Bom bunuh diri di Polsek Astana Anyar, Kota Bandung pada Rabu (7/12/2022), seakan jadi peringatan bahwa aksi terorisme masih eksis. Sebab sudah hampir empat tahun aksis teror bom tidak terjadi.
Hal itu disampaikan Nella Sumika Putri, Ketua Pusat Studi Kebijakan Kriminal Fakultas Hukum Universitas Padjadjaran (Unpad). Nella mengatakan bom bunuh diri di Polsek Astana Anyar menjadi peringatan bahwa kelompok-kelompok radikal masih ada.
"Ini menunjukkan terorisme itu belum berakhir, kita sudah sempat dalam beberapa tahun tidak aware dengan isu terorisme, tapi kita akhirnya diingatkan kembali bahwa isu terorisme itu tidak sepenuhnya hilang. Dia (teroris) akan muncul di waktu yang tidak pernah kita duga dan tempat yang diprediksi," kata Nella, Kamis (8/12/2022).

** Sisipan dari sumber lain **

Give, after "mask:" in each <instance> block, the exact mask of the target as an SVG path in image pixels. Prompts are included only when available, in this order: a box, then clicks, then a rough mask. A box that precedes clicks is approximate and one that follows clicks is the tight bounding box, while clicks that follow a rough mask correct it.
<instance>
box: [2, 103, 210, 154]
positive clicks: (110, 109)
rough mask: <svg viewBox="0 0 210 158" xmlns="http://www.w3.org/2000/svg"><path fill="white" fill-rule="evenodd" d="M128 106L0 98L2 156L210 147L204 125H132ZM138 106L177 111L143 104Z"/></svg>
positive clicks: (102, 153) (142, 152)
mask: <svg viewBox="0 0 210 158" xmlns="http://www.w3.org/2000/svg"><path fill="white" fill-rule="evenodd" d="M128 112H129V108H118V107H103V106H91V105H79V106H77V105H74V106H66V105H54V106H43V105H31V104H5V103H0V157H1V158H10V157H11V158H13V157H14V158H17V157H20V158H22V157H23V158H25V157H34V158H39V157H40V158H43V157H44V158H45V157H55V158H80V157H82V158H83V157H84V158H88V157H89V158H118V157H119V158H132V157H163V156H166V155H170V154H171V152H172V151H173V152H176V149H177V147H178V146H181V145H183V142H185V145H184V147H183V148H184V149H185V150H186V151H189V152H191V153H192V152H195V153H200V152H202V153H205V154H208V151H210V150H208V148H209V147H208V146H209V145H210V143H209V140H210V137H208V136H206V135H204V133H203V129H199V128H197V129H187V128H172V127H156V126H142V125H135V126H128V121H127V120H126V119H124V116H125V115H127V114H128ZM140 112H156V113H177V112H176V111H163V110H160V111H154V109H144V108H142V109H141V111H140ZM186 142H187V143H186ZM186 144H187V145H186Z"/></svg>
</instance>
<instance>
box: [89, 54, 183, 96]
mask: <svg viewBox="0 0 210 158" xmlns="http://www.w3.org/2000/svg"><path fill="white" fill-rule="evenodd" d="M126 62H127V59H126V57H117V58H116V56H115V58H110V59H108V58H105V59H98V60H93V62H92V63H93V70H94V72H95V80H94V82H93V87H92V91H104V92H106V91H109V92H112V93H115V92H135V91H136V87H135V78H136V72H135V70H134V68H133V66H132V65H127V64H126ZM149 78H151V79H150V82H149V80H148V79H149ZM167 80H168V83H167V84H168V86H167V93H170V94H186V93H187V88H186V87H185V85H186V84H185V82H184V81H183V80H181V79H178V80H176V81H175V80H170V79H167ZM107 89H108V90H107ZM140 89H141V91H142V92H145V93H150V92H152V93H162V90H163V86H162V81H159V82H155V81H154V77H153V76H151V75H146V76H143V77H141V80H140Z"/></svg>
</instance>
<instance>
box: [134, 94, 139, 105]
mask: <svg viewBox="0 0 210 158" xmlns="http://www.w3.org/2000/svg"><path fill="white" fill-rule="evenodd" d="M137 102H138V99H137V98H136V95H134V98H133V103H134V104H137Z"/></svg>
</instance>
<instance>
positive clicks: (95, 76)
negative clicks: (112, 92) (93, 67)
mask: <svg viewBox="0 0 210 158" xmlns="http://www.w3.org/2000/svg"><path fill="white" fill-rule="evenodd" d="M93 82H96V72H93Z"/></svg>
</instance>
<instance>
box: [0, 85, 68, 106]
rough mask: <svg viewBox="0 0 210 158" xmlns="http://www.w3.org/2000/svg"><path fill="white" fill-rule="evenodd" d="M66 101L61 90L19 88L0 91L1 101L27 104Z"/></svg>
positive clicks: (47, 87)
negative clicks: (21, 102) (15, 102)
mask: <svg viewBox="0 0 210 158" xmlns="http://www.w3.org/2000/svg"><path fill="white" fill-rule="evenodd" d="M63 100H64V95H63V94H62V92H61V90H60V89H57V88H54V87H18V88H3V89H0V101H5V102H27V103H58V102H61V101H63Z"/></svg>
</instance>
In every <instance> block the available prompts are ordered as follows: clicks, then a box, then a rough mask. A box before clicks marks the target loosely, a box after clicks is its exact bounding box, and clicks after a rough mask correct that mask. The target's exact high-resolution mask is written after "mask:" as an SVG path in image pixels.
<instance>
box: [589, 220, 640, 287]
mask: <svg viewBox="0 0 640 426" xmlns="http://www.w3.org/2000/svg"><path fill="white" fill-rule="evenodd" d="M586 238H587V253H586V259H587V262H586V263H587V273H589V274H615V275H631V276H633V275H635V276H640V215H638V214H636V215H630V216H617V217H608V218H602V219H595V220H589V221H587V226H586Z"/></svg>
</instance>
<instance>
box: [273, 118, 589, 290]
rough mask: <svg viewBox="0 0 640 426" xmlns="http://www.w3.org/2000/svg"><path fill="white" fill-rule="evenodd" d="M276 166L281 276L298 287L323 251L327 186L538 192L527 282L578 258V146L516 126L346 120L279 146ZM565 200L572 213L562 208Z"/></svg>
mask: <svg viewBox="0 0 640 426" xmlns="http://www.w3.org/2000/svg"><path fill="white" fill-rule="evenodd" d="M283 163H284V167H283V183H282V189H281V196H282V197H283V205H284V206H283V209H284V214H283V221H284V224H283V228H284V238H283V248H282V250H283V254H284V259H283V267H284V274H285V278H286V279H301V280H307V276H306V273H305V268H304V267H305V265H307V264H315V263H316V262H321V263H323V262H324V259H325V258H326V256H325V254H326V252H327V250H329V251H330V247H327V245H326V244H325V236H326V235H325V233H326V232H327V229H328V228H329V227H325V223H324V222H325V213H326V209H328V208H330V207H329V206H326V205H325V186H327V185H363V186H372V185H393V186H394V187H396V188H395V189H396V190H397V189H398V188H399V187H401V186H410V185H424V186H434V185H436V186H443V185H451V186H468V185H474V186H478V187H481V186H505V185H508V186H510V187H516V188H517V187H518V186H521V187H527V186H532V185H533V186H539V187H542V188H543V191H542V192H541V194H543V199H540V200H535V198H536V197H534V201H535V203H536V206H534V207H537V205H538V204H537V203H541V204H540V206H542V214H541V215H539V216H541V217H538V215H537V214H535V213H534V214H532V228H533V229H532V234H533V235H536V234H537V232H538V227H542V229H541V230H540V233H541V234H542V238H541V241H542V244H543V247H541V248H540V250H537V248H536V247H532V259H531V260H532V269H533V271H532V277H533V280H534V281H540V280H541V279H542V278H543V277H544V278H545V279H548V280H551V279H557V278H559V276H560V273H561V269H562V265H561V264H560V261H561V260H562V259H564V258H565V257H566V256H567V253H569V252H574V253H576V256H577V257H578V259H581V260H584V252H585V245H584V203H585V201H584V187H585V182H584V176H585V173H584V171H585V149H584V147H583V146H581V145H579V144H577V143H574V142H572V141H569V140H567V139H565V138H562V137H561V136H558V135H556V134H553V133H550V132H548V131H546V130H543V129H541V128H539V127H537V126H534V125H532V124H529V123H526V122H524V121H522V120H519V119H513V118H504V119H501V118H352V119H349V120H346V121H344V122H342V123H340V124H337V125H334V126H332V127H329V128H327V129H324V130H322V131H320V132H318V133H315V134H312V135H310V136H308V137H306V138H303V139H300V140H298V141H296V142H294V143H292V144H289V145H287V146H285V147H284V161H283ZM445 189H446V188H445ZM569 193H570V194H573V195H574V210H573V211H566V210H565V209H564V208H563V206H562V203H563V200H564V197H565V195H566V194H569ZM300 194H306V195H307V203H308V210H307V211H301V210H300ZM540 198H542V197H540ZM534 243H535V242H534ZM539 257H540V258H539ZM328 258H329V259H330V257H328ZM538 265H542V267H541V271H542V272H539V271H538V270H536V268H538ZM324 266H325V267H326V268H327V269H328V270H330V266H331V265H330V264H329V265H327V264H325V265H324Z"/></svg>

SCROLL TO CONTINUE WITH CONTENT
Nella menuturkan aksi bom bunuh diri di Bandung kemarin bisa terjadi karena pelaku ingin menebar ancaman jelang momen Natal dan tahun baru. Namun menurutnya, tidak menutup kemungkinan jika ada tujuan lain dari aksi tersebut.
"Ya itu warning ya, ini pandangan awam apakah ini bentuk yang disengaja karena momennya jelang Nataru atau ada isu lain yang ingin dibangun dengan adanya terorisme . Apakah ini spontan seorang yang melakukan bom bunuh diri atau ada aksi besar. Intinya ini warning bahwa kita nggak boleh lengah, bahwa terorisme masih eksis di Indonesia," jelasnya.
Penanganan Napiter Perlu Diperbarui
Agus Sujatno, pelaku bom bunuh diri di Polsek Astana Anyar diketahui merupakan mantan napi teroris (napiter). Agus bebas murni dari Lapas Pasir Putih, Nusakambangan pada 2021.
Nella menuturkan jika penanganan terhadap napiter masih perlu diperbarui. Sebab itu terbukti dari aksi yang dilakukan Agus. Ia menganggap, proses deradikalisasi kepada napiter masih belum optimal sejauh ini.
"Kita paham bahwa upaya terhadap terorisme poinnya adalah ideologi, jadi untuk merubah persepsi itu proses deradikalisasinya tidak berhasil. Jadi kita mungkin perlu mengkaji lagi dari sistem hukum dan proses deradikalisasi," ungkapnya.
"Jadi refleksi juga, berarti kita bisa melihat bahwa (penanganan) terorisme tidak bisa menggunakan cara biasa. Orang yang sudah tersusupi ideologi tertentu, benar salahnya jadi beda. Jadi harus cari metode baru dan mekanisme baru," ujarnya.